I looked up from my diaper, my hand falling away from the plastic. 'Sure. I'll go brush my teeth.' I said, there was still a little bit of surprise in my voice. My mom got up from the bed, kissing my head and playfully slapping my diapered bottom, exited the room. 'Good night sweetie.' She called back into the room. 'If you have any problems during the night, wake me up.' She left.

I looked down at my diaper again, my hand moving to press against it again. It wasn't as hot as before, but was still warm against my skin. So this was my new life, I thought to myself. Peeing into a diaper whenever I feel any kind of excitement. I knew that this would take some getting used too.

Before I went to brush my teeth I decided to take a closer look at this repertoire of diapers. I walked, waddled a little bit more now because of the added pee, over to my dresser and pulled open the first drawer. In it, in near little rows were twenty or so pink, Disney princess-covered pull ups. Beside them were four plastic covers, and I realized that they were all different. One was pure rubber, designed to fit snugly over; another had clasps on the sides; the last two were the one that my mom had shown me, except one was smaller then the other. I closed the drawer and moved to the next one.

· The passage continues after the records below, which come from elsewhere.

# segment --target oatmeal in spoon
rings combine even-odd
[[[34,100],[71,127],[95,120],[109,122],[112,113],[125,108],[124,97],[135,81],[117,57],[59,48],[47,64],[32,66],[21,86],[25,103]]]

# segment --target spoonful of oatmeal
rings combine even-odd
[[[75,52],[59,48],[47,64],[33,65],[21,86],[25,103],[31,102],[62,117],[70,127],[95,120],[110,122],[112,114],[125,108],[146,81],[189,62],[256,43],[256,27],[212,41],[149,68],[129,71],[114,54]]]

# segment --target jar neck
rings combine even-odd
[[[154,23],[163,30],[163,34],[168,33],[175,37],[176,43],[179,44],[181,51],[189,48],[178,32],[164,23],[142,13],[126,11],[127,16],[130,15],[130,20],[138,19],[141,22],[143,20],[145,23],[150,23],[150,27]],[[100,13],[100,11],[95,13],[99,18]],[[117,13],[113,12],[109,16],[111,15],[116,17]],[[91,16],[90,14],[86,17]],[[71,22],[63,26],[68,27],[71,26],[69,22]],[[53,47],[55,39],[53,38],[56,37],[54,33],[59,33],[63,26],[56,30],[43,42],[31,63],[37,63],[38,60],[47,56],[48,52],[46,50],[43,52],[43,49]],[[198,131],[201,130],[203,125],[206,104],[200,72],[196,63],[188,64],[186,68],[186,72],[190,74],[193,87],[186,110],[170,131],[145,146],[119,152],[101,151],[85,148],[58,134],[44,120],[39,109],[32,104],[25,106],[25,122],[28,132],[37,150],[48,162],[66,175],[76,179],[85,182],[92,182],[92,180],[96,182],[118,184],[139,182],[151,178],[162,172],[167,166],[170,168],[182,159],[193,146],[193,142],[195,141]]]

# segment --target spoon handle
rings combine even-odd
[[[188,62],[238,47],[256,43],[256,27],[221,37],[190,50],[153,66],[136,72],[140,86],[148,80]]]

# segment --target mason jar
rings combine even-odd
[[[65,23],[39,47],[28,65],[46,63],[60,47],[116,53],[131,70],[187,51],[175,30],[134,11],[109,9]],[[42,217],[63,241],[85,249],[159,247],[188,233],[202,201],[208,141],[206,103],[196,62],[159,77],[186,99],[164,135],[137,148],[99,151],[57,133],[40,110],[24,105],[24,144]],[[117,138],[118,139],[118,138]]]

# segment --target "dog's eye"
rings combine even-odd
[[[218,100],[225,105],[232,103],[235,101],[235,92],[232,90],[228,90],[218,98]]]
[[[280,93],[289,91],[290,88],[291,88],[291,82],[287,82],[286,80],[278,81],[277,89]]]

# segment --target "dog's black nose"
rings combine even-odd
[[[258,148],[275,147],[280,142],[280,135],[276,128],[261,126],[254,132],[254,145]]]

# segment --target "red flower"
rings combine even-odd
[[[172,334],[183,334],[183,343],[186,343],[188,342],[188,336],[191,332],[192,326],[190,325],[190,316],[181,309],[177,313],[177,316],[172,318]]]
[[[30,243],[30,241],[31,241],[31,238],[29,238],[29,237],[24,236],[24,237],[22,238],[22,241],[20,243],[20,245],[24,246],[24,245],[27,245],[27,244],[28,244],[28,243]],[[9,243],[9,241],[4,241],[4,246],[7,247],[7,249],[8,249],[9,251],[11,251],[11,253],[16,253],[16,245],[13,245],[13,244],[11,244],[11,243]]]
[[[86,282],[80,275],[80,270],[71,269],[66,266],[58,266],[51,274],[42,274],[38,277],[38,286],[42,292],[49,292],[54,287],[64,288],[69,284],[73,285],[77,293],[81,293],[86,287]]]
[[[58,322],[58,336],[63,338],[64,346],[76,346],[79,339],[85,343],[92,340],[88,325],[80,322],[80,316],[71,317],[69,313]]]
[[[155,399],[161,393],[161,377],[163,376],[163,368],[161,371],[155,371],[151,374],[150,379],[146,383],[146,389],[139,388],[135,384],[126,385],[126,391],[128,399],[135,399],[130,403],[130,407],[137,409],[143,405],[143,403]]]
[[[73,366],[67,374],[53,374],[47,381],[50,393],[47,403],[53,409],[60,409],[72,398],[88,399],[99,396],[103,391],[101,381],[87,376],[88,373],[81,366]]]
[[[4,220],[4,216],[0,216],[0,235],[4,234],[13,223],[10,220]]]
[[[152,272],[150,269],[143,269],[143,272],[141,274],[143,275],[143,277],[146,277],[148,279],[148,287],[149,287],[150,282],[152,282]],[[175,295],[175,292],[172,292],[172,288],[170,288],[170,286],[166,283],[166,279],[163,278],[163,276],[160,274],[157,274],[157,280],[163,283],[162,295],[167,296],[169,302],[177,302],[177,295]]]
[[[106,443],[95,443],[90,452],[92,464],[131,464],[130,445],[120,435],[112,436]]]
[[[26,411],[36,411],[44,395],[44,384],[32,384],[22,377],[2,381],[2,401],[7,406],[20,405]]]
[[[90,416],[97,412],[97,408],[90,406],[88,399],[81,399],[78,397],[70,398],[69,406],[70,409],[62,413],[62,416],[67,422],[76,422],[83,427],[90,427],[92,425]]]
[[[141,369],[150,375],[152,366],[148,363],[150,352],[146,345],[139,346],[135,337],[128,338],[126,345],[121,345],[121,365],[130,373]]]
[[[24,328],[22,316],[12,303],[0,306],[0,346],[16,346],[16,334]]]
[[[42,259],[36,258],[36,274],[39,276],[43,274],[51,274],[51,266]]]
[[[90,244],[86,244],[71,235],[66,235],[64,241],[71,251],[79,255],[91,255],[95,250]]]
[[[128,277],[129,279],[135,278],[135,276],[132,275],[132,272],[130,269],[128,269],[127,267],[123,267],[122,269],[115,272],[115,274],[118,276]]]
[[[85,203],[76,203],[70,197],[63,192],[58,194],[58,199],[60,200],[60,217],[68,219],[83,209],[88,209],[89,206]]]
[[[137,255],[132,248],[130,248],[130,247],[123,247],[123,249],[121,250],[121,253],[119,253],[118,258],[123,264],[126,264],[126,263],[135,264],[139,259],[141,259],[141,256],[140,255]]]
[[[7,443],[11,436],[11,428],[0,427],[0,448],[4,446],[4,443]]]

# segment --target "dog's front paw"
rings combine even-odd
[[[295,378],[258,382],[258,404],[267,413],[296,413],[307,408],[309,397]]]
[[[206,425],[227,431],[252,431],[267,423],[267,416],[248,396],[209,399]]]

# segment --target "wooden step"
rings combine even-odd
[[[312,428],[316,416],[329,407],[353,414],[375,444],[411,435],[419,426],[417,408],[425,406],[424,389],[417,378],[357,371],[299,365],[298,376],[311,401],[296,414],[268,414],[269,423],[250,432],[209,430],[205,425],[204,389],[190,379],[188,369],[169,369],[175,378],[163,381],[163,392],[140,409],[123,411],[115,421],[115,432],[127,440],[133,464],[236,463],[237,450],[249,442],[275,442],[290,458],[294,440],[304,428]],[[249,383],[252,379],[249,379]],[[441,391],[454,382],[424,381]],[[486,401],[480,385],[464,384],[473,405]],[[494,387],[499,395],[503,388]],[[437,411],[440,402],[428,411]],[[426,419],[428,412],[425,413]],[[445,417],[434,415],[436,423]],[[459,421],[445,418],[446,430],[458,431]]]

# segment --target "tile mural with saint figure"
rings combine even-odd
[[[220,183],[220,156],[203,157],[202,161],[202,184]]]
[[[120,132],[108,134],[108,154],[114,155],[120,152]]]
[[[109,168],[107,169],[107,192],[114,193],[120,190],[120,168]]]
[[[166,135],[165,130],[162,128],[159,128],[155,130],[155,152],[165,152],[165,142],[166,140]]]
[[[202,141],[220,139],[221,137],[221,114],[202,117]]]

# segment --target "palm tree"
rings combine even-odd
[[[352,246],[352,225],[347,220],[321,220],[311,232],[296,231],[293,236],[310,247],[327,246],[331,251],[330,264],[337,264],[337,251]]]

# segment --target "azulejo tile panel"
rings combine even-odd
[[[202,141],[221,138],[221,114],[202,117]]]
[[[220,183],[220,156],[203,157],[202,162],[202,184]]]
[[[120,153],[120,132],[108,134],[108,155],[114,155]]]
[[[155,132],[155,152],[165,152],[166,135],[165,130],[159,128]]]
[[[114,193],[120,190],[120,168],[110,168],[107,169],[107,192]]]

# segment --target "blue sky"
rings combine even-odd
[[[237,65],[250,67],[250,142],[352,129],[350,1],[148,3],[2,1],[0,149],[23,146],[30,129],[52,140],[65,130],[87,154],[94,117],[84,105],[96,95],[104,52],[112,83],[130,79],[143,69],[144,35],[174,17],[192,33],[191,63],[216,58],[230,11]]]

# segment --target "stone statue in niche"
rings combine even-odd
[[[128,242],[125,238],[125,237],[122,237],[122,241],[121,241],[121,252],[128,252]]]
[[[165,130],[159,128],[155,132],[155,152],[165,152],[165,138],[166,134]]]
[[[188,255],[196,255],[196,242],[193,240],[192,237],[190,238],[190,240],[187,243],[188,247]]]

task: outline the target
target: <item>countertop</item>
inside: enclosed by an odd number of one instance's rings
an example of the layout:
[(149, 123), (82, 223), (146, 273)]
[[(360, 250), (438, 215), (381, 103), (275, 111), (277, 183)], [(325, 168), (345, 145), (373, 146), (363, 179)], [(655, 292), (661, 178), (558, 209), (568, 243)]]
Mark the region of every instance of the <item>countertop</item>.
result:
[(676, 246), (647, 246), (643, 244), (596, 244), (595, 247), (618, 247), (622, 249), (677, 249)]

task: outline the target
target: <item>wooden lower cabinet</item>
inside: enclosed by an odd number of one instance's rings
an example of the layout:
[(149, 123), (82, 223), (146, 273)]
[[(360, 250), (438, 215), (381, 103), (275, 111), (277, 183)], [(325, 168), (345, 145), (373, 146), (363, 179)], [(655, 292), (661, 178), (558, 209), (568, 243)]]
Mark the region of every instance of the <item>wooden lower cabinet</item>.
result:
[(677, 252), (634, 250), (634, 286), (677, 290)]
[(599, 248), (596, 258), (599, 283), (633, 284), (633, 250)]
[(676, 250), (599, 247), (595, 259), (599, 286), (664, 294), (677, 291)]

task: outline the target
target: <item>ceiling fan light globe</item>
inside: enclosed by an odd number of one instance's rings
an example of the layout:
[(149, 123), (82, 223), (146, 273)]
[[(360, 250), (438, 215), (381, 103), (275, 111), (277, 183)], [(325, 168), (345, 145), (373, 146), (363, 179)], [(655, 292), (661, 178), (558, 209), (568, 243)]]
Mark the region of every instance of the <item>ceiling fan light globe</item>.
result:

I pulled it open and glanced inside. Inside were thirty or so depends diapers; these were true diaper shape and design, and I saw that they varied in size. They all looked thicker then the pull ups, but defiantly not as thick as the over-night ones. I would probably have to be careful with these at school, because if I wanted to keep my diaper-wearing a secret, I would have to make sure that these were covered. I closed the drawer and moved over to the last drawer.

The drawer was packed with thick over-night diapers, but there were only about fifteen in the drawer. Some were different then the one I was wearing; they had designs on them, and I saw that two were even thicker! Beside the diapers were a bunch of diaper paraphernalia: baby power (I reached backwards and grabbed the bottle my mom used and put it back in the drawer), baby wipes, and rash cream. I closed the drawer.

Next I bent down, noticing the, now cold, pee pushing against my skin, and checked all of my other drawers. All of my underwear was gone, that I knew already. I glanced back and saw that my mother had actually taken the box with them in them as she had left. Also in my pants drawer were three new, expensive, long skirts that had a fanning design to them; perfect for concealing a diaper under.

So this was it. Everything my mom had set up. If anything, there wasn't much of a difference when I looked at it in a positive way; all that was different now was that I had to wear diapers now instead of panties. Sure, whenever I felt any stimulation such as pleasure, fear, shock, or any type powerful emotion, I would uncontrollably pee, but that wasn't that bad.

While I was thinking about it, I decided to experiment. I turned back to my bed and bashed my hand against the bed post, causing my hand to throb painfully. Sure enough, I felt a small stream of pee escape into my diaper. Through this I discovered something else: the more powerful the emotion the more I would pee. Light pain caused a light pee. An intense emotion such as a pillow-fight or rubbing caused a lot of pee.

But this still didn't explain the increase in the amount of pleasure I felt, and the falling out of my pubic hair. Dr. Sherman had noted this, but hadn't explained it. I didn't have any idea, and probably wouldn't ever.

Shifting my diaper a tiny bit, for it had sank down slightly; I waddled out of my room and towards the bathroom. I heard the sound of the TV from the living room, and knew that my mom was taking a rest.

It felt weird not taking a pee before I went to bed, because that was my usual routine; I should have gone before I put my diaper on. I quickly brushed my teeth, washed my face, and then walked back to my room. I crawled into my bed, laid on my back, and pulled the covers on top of me.

The last thing I remember from one of the most confusing days of my life was thinking about how fast everything had happened, and playing with my diaper with my hands.